What is a modular inverse?

I realize that this question has been asked before; please just bear with me. I looked across the Internet on here, Khan Academy, and many other sites in order to understand what an inverse mod is and how to calculate it.

The closest explanation I got is

However, I can't for the life of me figure out how we get the equation in the second bullet point. I tried testing it out in Python programming language by representing ^ as both xor and "to the power of" symbol ** (example for those who have not used it: 2 ** 4 = 16) and replacing mod with % (modulo).

To anyone who knows, please explain exactly what a modular inverse is and how to solve it.

As someone said, I should probably tell why I am saying "the" modular inverse. I came across this while doing Problem 451 of Project Euler and am trying to find greatest modular inverse (if I have function l(n) then the modular inverse I am calculating must be less than n-1)

• $A^{-1}$ is simply the notation for modular inverse. The first bullet point tells you notation; the second bullet point tells you the definition; the third tells you which numbers have inverses. – Akiva Weinberger Aug 14 '15 at 11:21

For any number $A$, it's modular inverse is any such number such that when you multiply this number by $A$ (or if you multiply $A$ by this number) you get $1$. That is

$$A\cdot A^{-1} = A^{-1}\cdot A = 1 \pmod{c}$$

For example,

$$3\cdot5 = 1 \pmod7$$

Thus $5$ is the modular inverse of $3$, and $3$ is the modular inverse of $5$ (specifically for $\mod7$).
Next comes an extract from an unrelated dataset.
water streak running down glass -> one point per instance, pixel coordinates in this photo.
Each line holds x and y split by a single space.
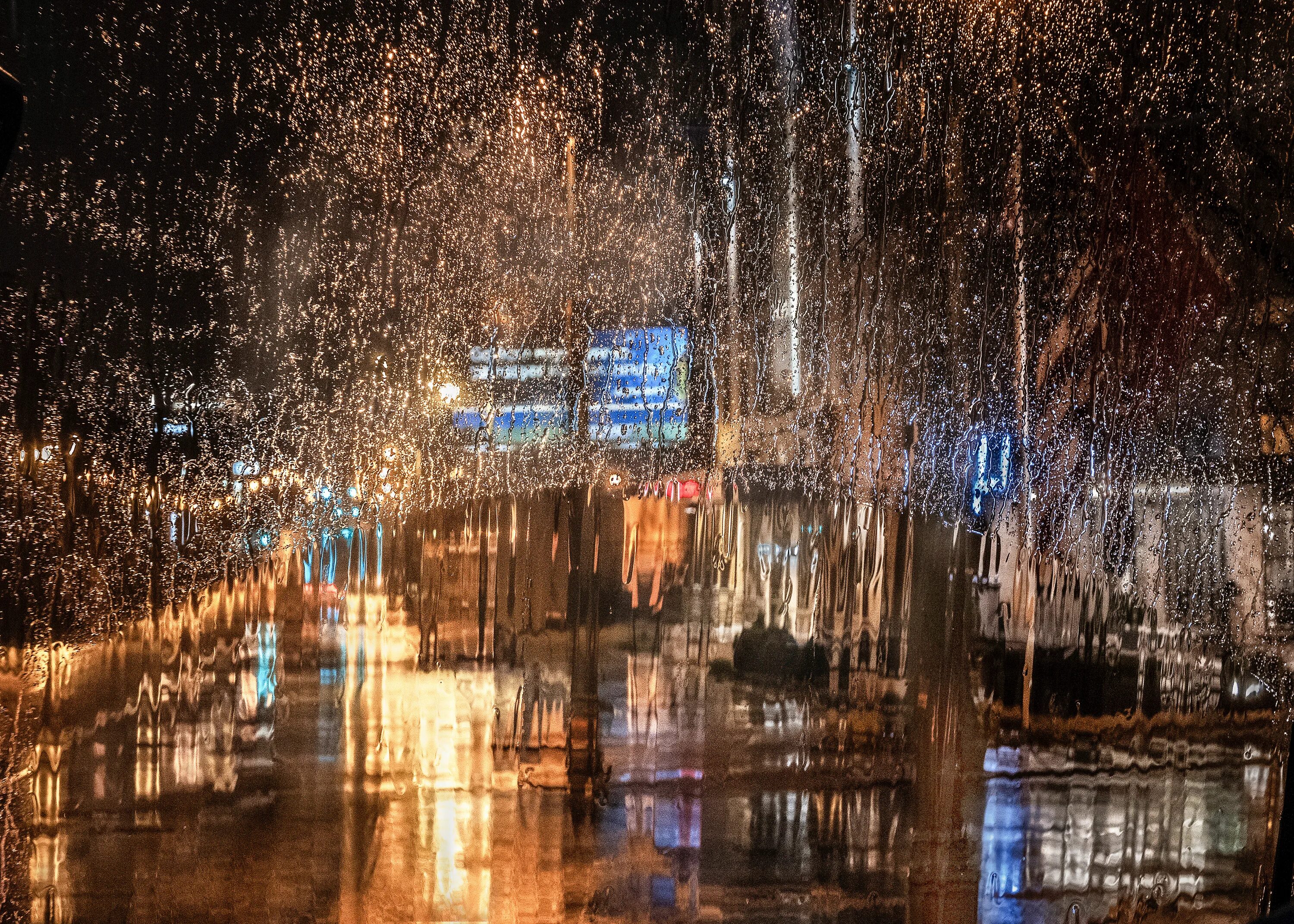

A systematic way to determine a number's inverse exists (and usually involves Euclid's algorithm).

The notation $A^{-1}$ is only a formal notation for the inverse of $A$.

Consider for example the case of $C = 5$ and $A = 3$. Then $2 \cdot 3 \mod 5 = 1$, so $2$ is the modular inverse of $3$ modulo $5$.

For small moduli it is easy to find the modular inverse of a number by brute-force. For larger numbers, the extended euclidean algorithm is an effective way to calculate the modular inverse of a number.

I think that the main problem here is with the word "the" modular inverse suggesting uniquness. For a number $a$ if there exist a modular inverse, that is $b$ such that $ab\equiv 1 (mod$ $c)$, then there are infinite modular inveses. The usual practice is to demend that $0\leq b\leq |c|$. Then, if a modular inverse exists then it is unique.

For example, we have: $$7\times14\equiv1\pmod{97}$$ Thus, by definition, we have the following: \begin{align} 7&\equiv14^{-1}\pmod{97}\\ 14&\equiv7^{-1}\phantom1\pmod{97} \end{align} Can you explain why $23^{-1}\equiv38\pmod{97}$?

Every number has an inverse mod $97$ (except for $0\equiv97$). Why? It turns out that $a$ has an inverse mod $b$ iff $a$ and $b$ are coprime. Since $97$ is prime, everything has an inverse modulo it.

(What numbers have inverses mod $10$? What are their inverses? Why doesn't $2$ have an inverse mod $10$?)